For decision-makers, the pilot-to-consideration pathway is the key phrase. Deadline notes that the show will be in consideration, which signals that this is not a fully committed series order yet. In media terms, that usually means the pilot will be assessed for performance, production feasibility, and how it fits into the wider daytime slate. It also hints at how risk is being managed. Daytime is expensive and competitive, and development timelines can quickly turn into cancellations if a concept does not test well or if distribution partners decide the economics do not pencil.
There is also a broader market context that makes Scott’s move feel timed, not random. Cable and network audiences have grown used to cross-category formats, where hosts with established brands try new genres while keeping the same core competence. Reality television stars have moved into interviews, and lifestyle builders have moved into advice formats. What makes syndicated talk uniquely hard is that it asks for daily reliability. A renovation premise can be episodic and still work. A daytime talk show has to be consistently engaging, even when the “big moment” is not a construction reveal.
Think about second-order implications. If Better! With Jonathan Scott lands, it could reshape how advertisers think about daytime inventory. Construction and home improvement themes can attract a specific advertiser set, from home services to retail categories tied to housing and repairs. That matters for boards and senior programming leaders because advertiser alignment can influence renewal decisions. Even if the show is not strictly “infomercial adjacent,” a clear thematic identity can simplify sales positioning and reduce uncertainty.
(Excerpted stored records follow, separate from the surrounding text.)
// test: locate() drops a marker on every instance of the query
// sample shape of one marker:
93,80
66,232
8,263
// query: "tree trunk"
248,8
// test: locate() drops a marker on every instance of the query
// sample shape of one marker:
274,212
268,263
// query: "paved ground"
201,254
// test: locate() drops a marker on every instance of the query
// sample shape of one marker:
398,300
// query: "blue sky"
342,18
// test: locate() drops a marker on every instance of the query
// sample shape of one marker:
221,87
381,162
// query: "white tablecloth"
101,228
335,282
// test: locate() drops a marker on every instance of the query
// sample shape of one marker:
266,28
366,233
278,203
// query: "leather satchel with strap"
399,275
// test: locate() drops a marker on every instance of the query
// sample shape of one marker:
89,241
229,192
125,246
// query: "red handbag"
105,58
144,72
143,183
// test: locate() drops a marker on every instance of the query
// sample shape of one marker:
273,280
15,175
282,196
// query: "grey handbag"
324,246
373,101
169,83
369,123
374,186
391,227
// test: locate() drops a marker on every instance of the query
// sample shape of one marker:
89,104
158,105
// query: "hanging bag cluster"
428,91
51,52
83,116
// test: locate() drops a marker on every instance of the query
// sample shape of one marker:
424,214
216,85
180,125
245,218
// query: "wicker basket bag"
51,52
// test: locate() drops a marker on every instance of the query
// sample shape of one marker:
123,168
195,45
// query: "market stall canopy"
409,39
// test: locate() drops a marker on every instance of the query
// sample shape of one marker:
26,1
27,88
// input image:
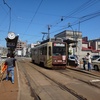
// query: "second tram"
51,54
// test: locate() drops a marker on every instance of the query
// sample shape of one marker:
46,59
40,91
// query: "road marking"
96,80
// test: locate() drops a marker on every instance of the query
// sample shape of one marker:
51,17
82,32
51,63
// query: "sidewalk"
9,91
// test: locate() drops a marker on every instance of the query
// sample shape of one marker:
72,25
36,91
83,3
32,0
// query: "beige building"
75,48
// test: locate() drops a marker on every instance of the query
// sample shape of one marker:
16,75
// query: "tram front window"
59,50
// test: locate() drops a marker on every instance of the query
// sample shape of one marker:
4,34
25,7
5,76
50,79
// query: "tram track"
65,72
62,86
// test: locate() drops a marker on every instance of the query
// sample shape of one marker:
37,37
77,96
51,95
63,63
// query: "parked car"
96,64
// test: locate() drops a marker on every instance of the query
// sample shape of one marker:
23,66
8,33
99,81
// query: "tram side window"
49,51
45,50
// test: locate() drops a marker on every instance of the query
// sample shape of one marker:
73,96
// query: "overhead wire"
82,19
34,15
9,15
81,8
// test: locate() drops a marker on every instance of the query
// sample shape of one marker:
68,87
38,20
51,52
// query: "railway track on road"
63,83
90,79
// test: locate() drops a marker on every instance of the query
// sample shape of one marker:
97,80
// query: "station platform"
9,91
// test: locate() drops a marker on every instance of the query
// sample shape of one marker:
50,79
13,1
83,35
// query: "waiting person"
84,63
10,62
88,57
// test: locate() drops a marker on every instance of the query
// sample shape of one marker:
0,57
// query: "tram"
50,54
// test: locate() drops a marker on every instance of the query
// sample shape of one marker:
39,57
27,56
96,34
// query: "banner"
3,67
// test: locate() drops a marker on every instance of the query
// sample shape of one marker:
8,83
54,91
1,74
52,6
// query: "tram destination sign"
59,44
10,44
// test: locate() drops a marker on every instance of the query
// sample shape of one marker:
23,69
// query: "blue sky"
29,18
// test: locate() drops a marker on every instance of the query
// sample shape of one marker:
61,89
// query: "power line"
82,19
9,15
34,15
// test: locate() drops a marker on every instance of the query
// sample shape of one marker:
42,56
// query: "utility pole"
48,32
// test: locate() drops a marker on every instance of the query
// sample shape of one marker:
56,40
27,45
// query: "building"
76,47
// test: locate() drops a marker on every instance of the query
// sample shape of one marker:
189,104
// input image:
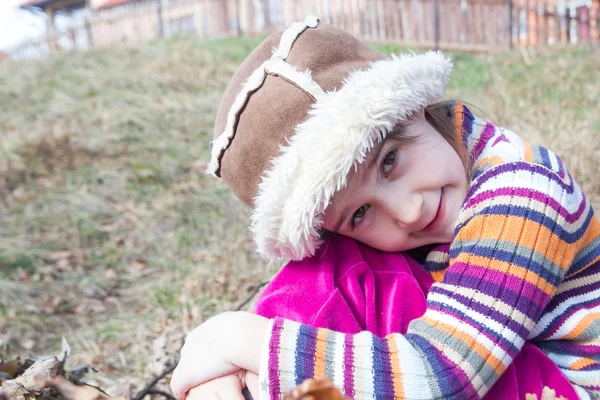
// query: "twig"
161,393
80,383
256,290
145,391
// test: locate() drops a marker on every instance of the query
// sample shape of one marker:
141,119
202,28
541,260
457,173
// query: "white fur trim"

There is also a competitive angle. Property Brothers is already a branded franchise. Moving into talk could pull viewers from other daytime programs that compete on personality rather than utility. That does not automatically mean a win for Scott. Daytime talk is a crowded room where small differences in segment design can decide ratings. But it does mean other host-driven formats will have to think harder about their differentiation, especially if Scott brings a more grounded, solution-oriented style to the conversation.
So what should executives and operators watch next? The pilot shoot later this month is the first milestone. The second is what CBS Media Ventures decides once the project is “in consideration,” including what kind of episode structure is tested, and how the show’s identity is framed for syndicated buyers. If it performs, the implications extend beyond one show. It signals that daytime is still open to brand extensions from successful non-talk formats, and that the gatekeepers are willing to test new host-led identities when the fit looks strong enough.
For peers thinking about programming bets, Scott’s development path is a reminder that cross-genre is not just creative. It is operational. Syndication requires a concept that can be produced at scale, marketed quickly, and sold across markets with minimal friction. Jonathan Scott’s experience as a host, producer, and construction contractor gives him a credibility anchor, but the pilot will determine whether that anchor becomes a daytime habit, not just a one-time novelty.